20. The computer-readable storage medium according to claim 18, wherein before obtaining the multimedia editing resource that matches the at least one recommendation tag based on the at least one recommendation tag and the weight values corresponding to respective recommendation tags, the method further comprises:
classifying the multimedia resources corresponding to the recommendation analysis object to obtain a plurality of resource classification sets, wherein the at least one recommendation tag corresponding to the current user has a correspondence with the plurality of resource classification sets;
determining a predetermined initial weight value of a resource classification set corresponding to a second recommendation tag in the at least one recommendation tag as a first weight value, wherein the first weight value is configured to represent an interest of the current user in the resource classification set;
determining a predetermined initial weight value of the second recommendation tag in the resource classification set as a second weight value, wherein the second weight value is configured to represent an interest of the current user in multimedia resources with the second recommendation tag in the resource classification set; and
determining a weight value of the second recommendation tag based on the first weight value and the second weight value.

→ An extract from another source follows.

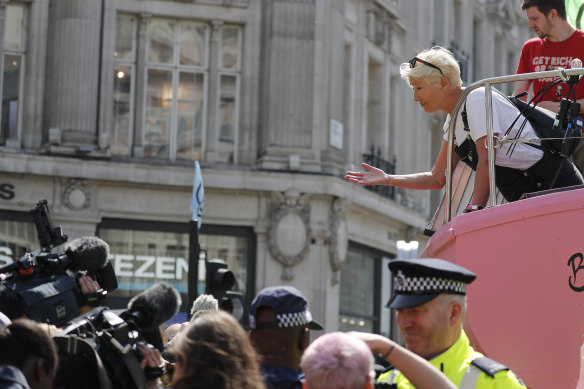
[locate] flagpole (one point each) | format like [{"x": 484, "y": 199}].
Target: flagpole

21. The computer-readable storage medium according to claim 18, wherein before obtaining the multimedia editing resource that matches the at least one recommendation tag based on the at least one recommendation tag and the weight values corresponding to respective recommendation tags, the method further comprises:
determining, based on a collection weight value of a target multimedia resource collection to which multimedia resources with a third recommendation tag in the at least one recommendation tag belong, a weight value corresponding to the third recommendation tag, wherein the target multimedia resource collection includes at least one of a local album, an editing record of multimedia resources, a collection record of multimedia editing resources or a usage record of multimedia editing resources, and each of a collection weight value of the editing record of multimedia resources, a collection weight value of the collection record of multimedia editing resources and a collection weight value of the usage record of multimedia editing resources is greater than a collection weight value of the local album.